The violence in Naivasha between January 27 and 30 was pre-planned and executed by Mungiki members who received the support of political and business leaders.

“The Commission has also evidence that government and political leaders in Nairobi, including key office holders at the highest level of government may have directly participated in the preparation of the attacks,” according to the report.

“Central to that planning were two meetings held in State House and Nairobi Safari Club in the run up to the election with the involvement of senior members of the Government and other prominent Kikuyu personalities,”  it states.

Also linked to the Nakuru and Naivasha attacks were a Nairobi MP who has since died and another from Kiambu.

Three Cabinet ministers are said to be on the list with one of them accused of having secretly called for the removal of outsiders who he referred to as madoa madoa, a phrase meant to mean people who were considered “outsiders”.

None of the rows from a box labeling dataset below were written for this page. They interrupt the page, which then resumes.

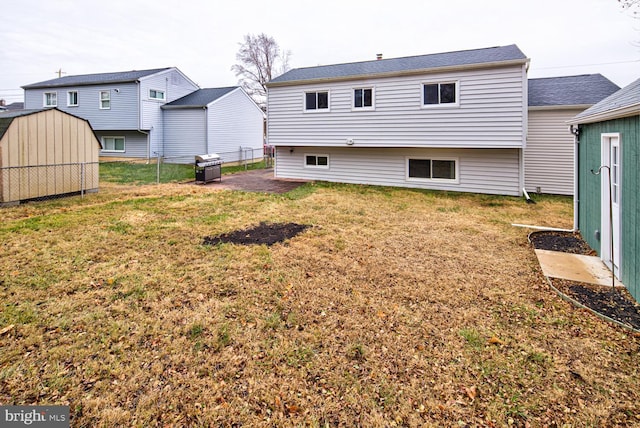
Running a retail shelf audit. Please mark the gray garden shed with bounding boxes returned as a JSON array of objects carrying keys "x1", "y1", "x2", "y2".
[{"x1": 0, "y1": 108, "x2": 101, "y2": 205}]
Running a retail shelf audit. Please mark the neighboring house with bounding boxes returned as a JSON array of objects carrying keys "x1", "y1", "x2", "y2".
[
  {"x1": 0, "y1": 108, "x2": 100, "y2": 205},
  {"x1": 571, "y1": 79, "x2": 640, "y2": 300},
  {"x1": 162, "y1": 86, "x2": 264, "y2": 162},
  {"x1": 524, "y1": 74, "x2": 620, "y2": 195},
  {"x1": 5, "y1": 102, "x2": 24, "y2": 111},
  {"x1": 267, "y1": 45, "x2": 529, "y2": 196},
  {"x1": 22, "y1": 67, "x2": 198, "y2": 159}
]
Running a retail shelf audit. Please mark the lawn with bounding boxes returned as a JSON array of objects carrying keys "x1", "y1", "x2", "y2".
[{"x1": 0, "y1": 183, "x2": 640, "y2": 427}]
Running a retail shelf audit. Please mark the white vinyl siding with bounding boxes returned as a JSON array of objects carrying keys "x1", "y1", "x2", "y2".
[
  {"x1": 163, "y1": 108, "x2": 209, "y2": 163},
  {"x1": 208, "y1": 89, "x2": 264, "y2": 162},
  {"x1": 96, "y1": 131, "x2": 147, "y2": 158},
  {"x1": 268, "y1": 66, "x2": 527, "y2": 148},
  {"x1": 524, "y1": 109, "x2": 582, "y2": 195},
  {"x1": 163, "y1": 89, "x2": 264, "y2": 162},
  {"x1": 67, "y1": 91, "x2": 78, "y2": 107},
  {"x1": 275, "y1": 147, "x2": 520, "y2": 196},
  {"x1": 100, "y1": 91, "x2": 111, "y2": 110},
  {"x1": 42, "y1": 92, "x2": 58, "y2": 107}
]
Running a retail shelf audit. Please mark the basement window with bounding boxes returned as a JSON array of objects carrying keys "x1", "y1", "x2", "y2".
[
  {"x1": 304, "y1": 154, "x2": 329, "y2": 169},
  {"x1": 102, "y1": 137, "x2": 125, "y2": 152},
  {"x1": 407, "y1": 158, "x2": 458, "y2": 183}
]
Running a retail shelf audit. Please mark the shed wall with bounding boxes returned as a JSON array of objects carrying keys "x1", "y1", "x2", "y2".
[
  {"x1": 578, "y1": 116, "x2": 640, "y2": 300},
  {"x1": 0, "y1": 109, "x2": 99, "y2": 203}
]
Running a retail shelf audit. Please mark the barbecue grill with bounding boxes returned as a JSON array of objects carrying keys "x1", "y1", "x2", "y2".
[{"x1": 195, "y1": 153, "x2": 222, "y2": 184}]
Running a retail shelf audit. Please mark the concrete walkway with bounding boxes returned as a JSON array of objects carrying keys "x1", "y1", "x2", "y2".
[
  {"x1": 198, "y1": 168, "x2": 307, "y2": 193},
  {"x1": 535, "y1": 250, "x2": 624, "y2": 287}
]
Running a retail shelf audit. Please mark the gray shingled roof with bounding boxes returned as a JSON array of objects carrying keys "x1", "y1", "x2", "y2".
[
  {"x1": 268, "y1": 45, "x2": 527, "y2": 85},
  {"x1": 22, "y1": 67, "x2": 172, "y2": 89},
  {"x1": 529, "y1": 74, "x2": 620, "y2": 107},
  {"x1": 162, "y1": 86, "x2": 239, "y2": 108},
  {"x1": 572, "y1": 79, "x2": 640, "y2": 123}
]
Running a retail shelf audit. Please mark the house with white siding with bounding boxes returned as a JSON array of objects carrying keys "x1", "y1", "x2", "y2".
[
  {"x1": 524, "y1": 74, "x2": 620, "y2": 195},
  {"x1": 267, "y1": 45, "x2": 529, "y2": 196},
  {"x1": 161, "y1": 86, "x2": 265, "y2": 162}
]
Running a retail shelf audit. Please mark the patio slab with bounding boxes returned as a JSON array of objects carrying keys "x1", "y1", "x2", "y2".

One politician was accused of holding a closed door meeting at his house, promising “to go on with the violence” after which “the road to Eldoret Town was blocked and the violence went on”.

Instigate killings

An MP from the North Rift is accused of ferrying “militias in lorries owned by another local politician to attack the Kiambaa church near Eldoret — which was burnt at the height of violence.

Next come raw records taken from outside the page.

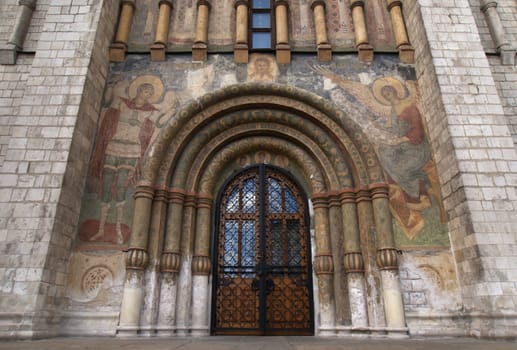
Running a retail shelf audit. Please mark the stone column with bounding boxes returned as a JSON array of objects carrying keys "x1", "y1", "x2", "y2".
[
  {"x1": 370, "y1": 184, "x2": 407, "y2": 335},
  {"x1": 138, "y1": 189, "x2": 167, "y2": 336},
  {"x1": 0, "y1": 0, "x2": 36, "y2": 64},
  {"x1": 275, "y1": 0, "x2": 291, "y2": 64},
  {"x1": 192, "y1": 195, "x2": 212, "y2": 335},
  {"x1": 480, "y1": 0, "x2": 516, "y2": 66},
  {"x1": 387, "y1": 0, "x2": 415, "y2": 63},
  {"x1": 340, "y1": 190, "x2": 368, "y2": 329},
  {"x1": 157, "y1": 189, "x2": 185, "y2": 335},
  {"x1": 350, "y1": 0, "x2": 373, "y2": 62},
  {"x1": 109, "y1": 0, "x2": 135, "y2": 62},
  {"x1": 233, "y1": 0, "x2": 249, "y2": 63},
  {"x1": 192, "y1": 0, "x2": 210, "y2": 62},
  {"x1": 312, "y1": 195, "x2": 336, "y2": 335},
  {"x1": 311, "y1": 0, "x2": 332, "y2": 62},
  {"x1": 151, "y1": 0, "x2": 172, "y2": 61},
  {"x1": 117, "y1": 185, "x2": 154, "y2": 334},
  {"x1": 175, "y1": 193, "x2": 197, "y2": 336}
]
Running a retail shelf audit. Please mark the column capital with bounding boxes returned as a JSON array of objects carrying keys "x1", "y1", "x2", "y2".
[
  {"x1": 479, "y1": 0, "x2": 498, "y2": 12},
  {"x1": 233, "y1": 0, "x2": 250, "y2": 8},
  {"x1": 350, "y1": 0, "x2": 364, "y2": 9},
  {"x1": 311, "y1": 0, "x2": 326, "y2": 11},
  {"x1": 126, "y1": 247, "x2": 149, "y2": 270},
  {"x1": 197, "y1": 0, "x2": 212, "y2": 10}
]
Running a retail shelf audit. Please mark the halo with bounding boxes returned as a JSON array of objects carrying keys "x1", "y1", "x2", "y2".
[
  {"x1": 372, "y1": 77, "x2": 408, "y2": 106},
  {"x1": 128, "y1": 75, "x2": 165, "y2": 103}
]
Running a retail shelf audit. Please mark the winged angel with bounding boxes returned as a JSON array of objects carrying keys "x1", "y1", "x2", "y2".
[{"x1": 313, "y1": 66, "x2": 444, "y2": 239}]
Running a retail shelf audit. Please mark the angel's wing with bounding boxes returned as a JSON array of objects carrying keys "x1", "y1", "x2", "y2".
[{"x1": 311, "y1": 65, "x2": 391, "y2": 116}]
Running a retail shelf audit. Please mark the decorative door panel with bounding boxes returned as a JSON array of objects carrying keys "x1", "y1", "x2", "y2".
[{"x1": 212, "y1": 165, "x2": 313, "y2": 335}]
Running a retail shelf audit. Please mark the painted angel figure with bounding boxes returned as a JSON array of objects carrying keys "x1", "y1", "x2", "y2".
[
  {"x1": 313, "y1": 66, "x2": 443, "y2": 239},
  {"x1": 89, "y1": 75, "x2": 177, "y2": 244}
]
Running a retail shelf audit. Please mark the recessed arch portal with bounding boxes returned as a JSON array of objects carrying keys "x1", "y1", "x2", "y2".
[{"x1": 116, "y1": 83, "x2": 404, "y2": 334}]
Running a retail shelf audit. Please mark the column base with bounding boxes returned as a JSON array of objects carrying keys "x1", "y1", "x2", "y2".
[
  {"x1": 399, "y1": 45, "x2": 415, "y2": 64},
  {"x1": 357, "y1": 44, "x2": 373, "y2": 62},
  {"x1": 318, "y1": 44, "x2": 332, "y2": 62},
  {"x1": 276, "y1": 44, "x2": 291, "y2": 64},
  {"x1": 117, "y1": 326, "x2": 140, "y2": 338},
  {"x1": 192, "y1": 43, "x2": 207, "y2": 62},
  {"x1": 150, "y1": 43, "x2": 167, "y2": 61},
  {"x1": 233, "y1": 44, "x2": 249, "y2": 63},
  {"x1": 109, "y1": 43, "x2": 126, "y2": 62}
]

A former MP from the region was accused of touring the Kesses area where he told residents they should get rid of “outsiders”, according to an NSIS report.

In a report of January 8, 2008, the NSIS said some four senior Kalenjin personalities were funding ODM activists during the violence.

Earlier in October, NSIS named a number of ODM leaders who, it claimed, were planning to instigate killings in Kuresoi, Olenguruone and Molo targeting the Kikuyu community for showing support for President Kibaki

In Nakuru, a former MP was accused of organising Mungiki members to attack non-Kikuyu people living in the  town, according to the NSIS report.

Three ODM MPs, one of whom has since died, are also accused of having asked people close to the Kenya-Tanzania and Kenya-Uganda borders to close the roads so that Tanzania and Uganda would respectively complain of lack of fuel supply through Kenya thus bringing pressure to bear on President Kibaki to resign.

The spy agency said one of the MPs told the Kipsigis to continue with the fighting.

Communal violence

Some Central province MPs are accused of holding several planning meetings to recruit fighters, to coordinate communal violence and to organise funding.

The report said some church leaders used the pulpit to convey messages amounting to hate speech against non-Kikuyu communities in Central province.

According to the report, some of the violence witnessed during post-election violence was spontaneous. Violence was in part a spontaneous reaction to the perceived rigging of elections, it said.

“In areas like the Rift Valley and the Coast, it targeted members of the Kikuyu and Kisii communities perceived to be associated with the PNU party and with President Kibaki considered to be the beneficiaries of the “robbed” election, it said.

But in Nyanza and Western, violence was mostly directed towards Government facilities and gradually took the form of looting and destruction.

More than 350,000 people fled from their homes in the violence that followed President Kibaki being declared the winner of the December 27 General Election, as the Opposition protested.